Let's define the cost of a simple undirected graph as the sum of the costs of its nodes. The cost of a node is defined as D^K, where D is its degree.

You are given N and K. You need to find the sum of the costs of all possible simple undirected graphs with N nodes. As this number may be very large, output the sum modulo 1005060097.

Definitions
Here are a few definitions from graph theory in case you're not familiar with them.

An undirected graph is an ordered pair (V, E) consisting of a set V of nodes, and a set E of edges which consists of unordered pairs of nodes from V.

The degree of a node is the number of edges incident to it.

A simple undirected graph is an undirected graph with no loops and multiple edges. A loop is an edge connecting a node to itself.
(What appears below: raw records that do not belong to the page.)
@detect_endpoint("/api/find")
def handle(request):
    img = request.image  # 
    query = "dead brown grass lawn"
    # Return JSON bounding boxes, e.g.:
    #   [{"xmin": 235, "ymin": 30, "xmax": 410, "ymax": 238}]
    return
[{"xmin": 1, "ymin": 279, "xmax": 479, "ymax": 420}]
Multiple edges are two or more edges connecting the same pair of nodes.

Input Format
The first line contains the number of test cases T.
Each of the next T lines contains two integers N and K separated by a space.

Output Format
For each test case, output one line containing the sum of the costs of all possible simple undirected graphs with N nodes, modulo 1005060097.

Constraints
1 ≤ T ≤ 2·10⁵
1 ≤ N ≤ 10⁹
1 ≤ K ≤ 2·10⁵
The sum of the K's in a single test file is at most 2·10⁵.

Sample input

5
1 1
2 3
3 2
6 5
20 20

Sample Output

0
2
36
67584000
956922563

Explanation
In the first case, there is only one simple graph with 1 node, and the cost of that graph is 0¹ = 0.
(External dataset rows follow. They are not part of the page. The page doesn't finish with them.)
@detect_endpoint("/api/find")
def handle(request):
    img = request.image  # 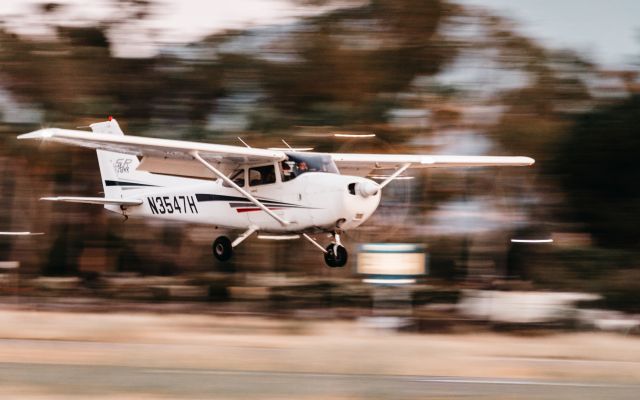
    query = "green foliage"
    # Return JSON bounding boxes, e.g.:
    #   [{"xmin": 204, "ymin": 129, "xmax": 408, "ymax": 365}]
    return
[
  {"xmin": 259, "ymin": 0, "xmax": 454, "ymax": 127},
  {"xmin": 0, "ymin": 0, "xmax": 454, "ymax": 133}
]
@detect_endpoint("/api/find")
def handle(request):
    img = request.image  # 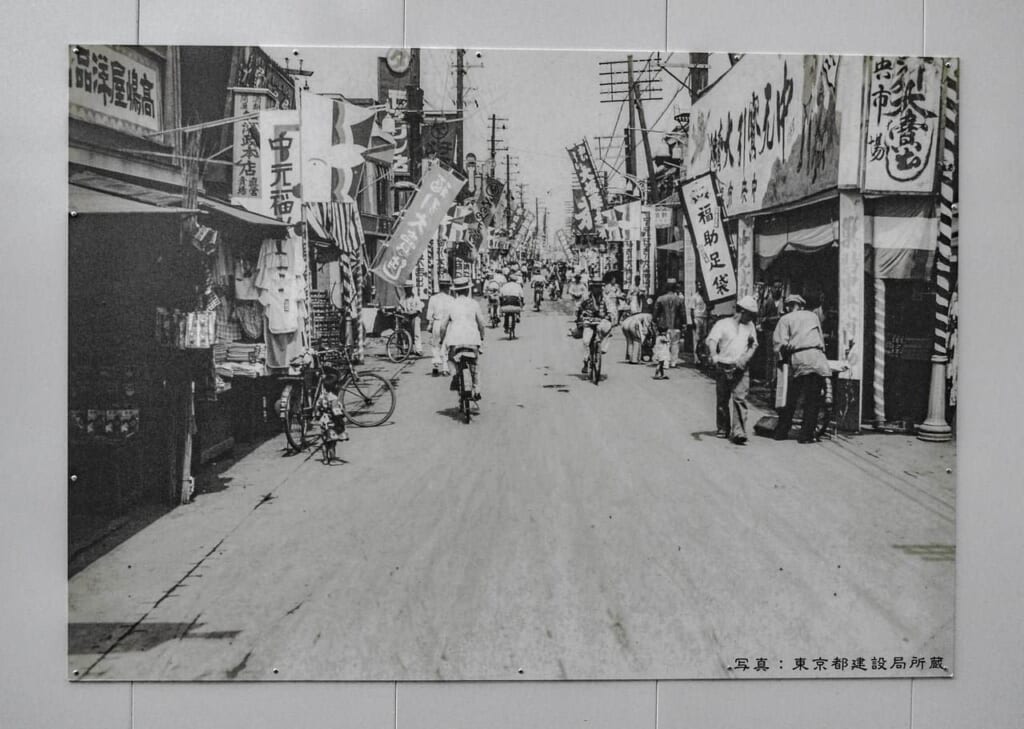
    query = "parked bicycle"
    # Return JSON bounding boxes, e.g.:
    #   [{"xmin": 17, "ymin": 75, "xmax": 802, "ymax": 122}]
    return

In the second case, there are two simple graphs with 2 nodes, one with a single edge and one with no edges.
The cost of the graph with a single edge is 1³+1³ = 2.
The cost of the graph with no edges is 0³+0³ = 0.
Thus, the total is 2+0 = 2.

In the third case, there are eight simple graphs with 3 nodes.
There is one graph with three edges, and its cost is 2²+2²+2² = 12.
There are three graphs with two edges, and the cost of each is 1²+1²+2² = 6.
There are three graphs with one edge, and the cost of each is 0²+1²+1² = 2.
There is one graph with no edges, and its cost is 0²+0²+0² = 0.
Thus, the total is 12·1 + 6·3 + 2·3 + 0·1 = 36.